Des bateaux, des mâts, des manœuvres commandées en langues barbares, des débarquements sur des quais d’or, puis des faces exotiques et curieuses au soleil, et, vertigineusement ressemblants, des monuments dont on connaissait les images et qui, à ce qu’il semble dans l’orgueil du voyage, sont venus près de vous.

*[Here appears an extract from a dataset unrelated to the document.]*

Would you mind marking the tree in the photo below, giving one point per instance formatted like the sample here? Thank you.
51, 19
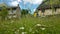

Mon cerveau est vide ; mon cœur est tari ; je n’ai personne qui m’entoure, je n’ai jamais rien trouvé, pas même un ami ; je suis un pauvre homme échoué pour un jour sur le plancher d’une chambre d’hôtel où tout le monde vient, d’où tout le monde s’en va, et pourtant, je voudrais de la gloire ! De la gloire mêlée à moi comme une étonnante et merveilleuse blessure que je sentirais et dont tous parleraient ; je voudrais une foule où je serais le premier, acclamé par mon nom comme par un cri nouveau sous la face du ciel.

Mais je sens retomber ma grandeur. Mon imagination puérile joue en vain avec ces images démesurées. Il n’y a rien pour moi : il n’y a que moi, qui, dépouillé par le soir, monte comme un cri.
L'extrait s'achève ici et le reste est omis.